Something's not right
There's another inner voice in my head!?
I can't shake this dread,
That within this snowy serenity lays an ominous portent
My family is here: wife, daughter, and newborn son,
To witness my rest and reflection on what I've done
Weary and strained I over drank to create self-prescribed silence
In this seemingly silent boreal wilderness of the Northwest
I've been racked by unexplained bouts of a kind of psychosis
My attempts to dispel these deranged hallucinations, all useless
Sensing my tension, my wife suggested we all take a stroll in the snowfall
Snow steadily fell around us as we ventured further into the forest
Although my family was with me I felt faraway, lost between the trees
Then, I saw it there, in the gloom, concealed behind the conifers
Skin pale, eyes glowing blue, gaze fixed on me and my family
Paralyzed, I asked my wife, do you trust me?

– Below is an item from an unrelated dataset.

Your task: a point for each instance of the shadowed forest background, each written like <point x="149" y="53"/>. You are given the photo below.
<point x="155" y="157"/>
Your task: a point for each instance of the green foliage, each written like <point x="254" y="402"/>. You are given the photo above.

Then please run with me and hide
Panting, I nervously started scanning for the approaching monster lit by moonlight
Confused, I elucidated to my wife that something was stalking us from a distance
And he started crying
Soon they'll be devoured!!!
My son's wails would give us away
They'll all become the prey!!!
My son had to be silenced so I reached for a stone
I'm sorry
What've you done!? She said
You're overwhelmed by this snow-born insanity, it's made you violent
My family is here wife, daughter, and obedient son,
Here to witness the reckless actions of what I've done
They were tearful and strained, so I shared the peace bestowed with my son's silence
The cold consumed me and my skin slowly turned to grey
I felt my humanity fade away, replaced by a singular philosophy to feed on flesh!